BBC News | SCI/TECH | Piracy fight gets serious
Oops! So they've effectively decided to
legalise things like DoS attacks on the P2P networks from Record Companies. Well that could prove to be a mistake.
After all, a lot of P2P services are actually used by people with
way more experience in hacking!
So if a company does a "Denial of Service" on a sharing network, they might just find that their main Web and Email servers have just been similarly DoS'd.
Yet Another Government Knee-jerk Reaction
Ref: BBC News | HEALTH | Tough new mental health laws proposed
I'm
really not too keen on the new proposals to the Mental Heath Laws. Suddenly Doctors are given powers to get patients with "severe mental illness" or "severe personality disorders" to get detained in hospitals if they refuse the treatment advised for them. I realy think that this would be the first step down a very wrong path.
For one thing, exactly where do you draw the line as to what classes as a "severe" case? And why should Doctors be given the power to efectively "bully" patients into accepting any given course of treatment? For one thing, this is going to
decrease the amount of people who actually seek medical help for mental problems. Trust me, although I'm not a "severe" case (as far as I know), I
do know that there's no way I'd have ever gone to the doctor's about it if I didn't think I had a choice in the subject.
Also, more importantly, I simply don't think that the UK Medical System is good enough to make ths a viable option. I've been quite lucky with the doctors I've been to, and the few times I've been referred to a psychiatrist I've actually found them to be uhelpful peopel who actually
listen, and take what I say seriously.
I also know that several people aren't quite so lucky. Medication get's prescribed with little to no extra treatment. Medication
isn't prescribed when perhaps it should be. And the idea of being forced to follow "Doctor's Orders" in a realm of medicine which has plenty of horror stories[*]? Well I'm sorry, but I can't accept that that's ever a good idea.
Whatever happened to "Patient Choice"?
[*] Having suffered Depression myself, and frequented discussion forums with otehr similar people I've come across a lot of stories that you
don't hear much of in the Media.
You hear a lot about where "Mentally Ill people" have hurt other people. But what you don't hear about as much is when it's the mentally Ill who are the victims - usually of inefficient medical help.
The main thing that worries me is that this will
increase the level of stigma attached to mental Illness. It's like the Government is effectively saying that "Mentally Ill People Aren't Safe" - what kind of message is this going to send to the average people on the street?
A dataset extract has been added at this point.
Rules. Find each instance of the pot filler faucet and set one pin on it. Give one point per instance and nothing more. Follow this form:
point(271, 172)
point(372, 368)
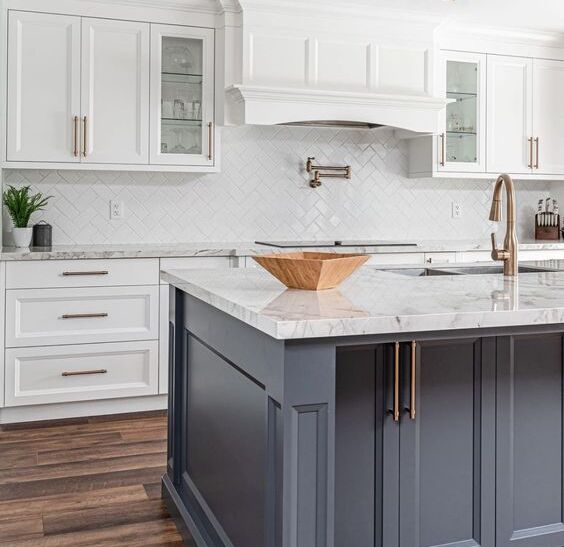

And, as I mentioned earlier, who exactly decides what problems class as "severe" anyway? Yes, some very bad attacks have been committed by the Mentally Ill in the past. But the world has to set up and realise that the attackers are
also victims. Let down by a system that can't doesn't know how to successfully treat them. Even those who could be classed as "Dangerously Unstable", well I doubt that they'll have chosen to be that way. Yet just becuase the system doesn't know how to deal with them properly, they're allowed to shut them away
just in case they might commit a crime in the future?
I thought Civilisation had
advanced in the past Century. But this seems like a
potential step backwards. It this law does get passed, it will be a massive kick in the teeth to Human Rights.
After all, unless someone's actually comitted a crime, they won't have
forfeited their Rights, they'll have had them
stolen.
Breeze 2002
It seems to be some sort of Music Event happening in Millennium Square in Leeds.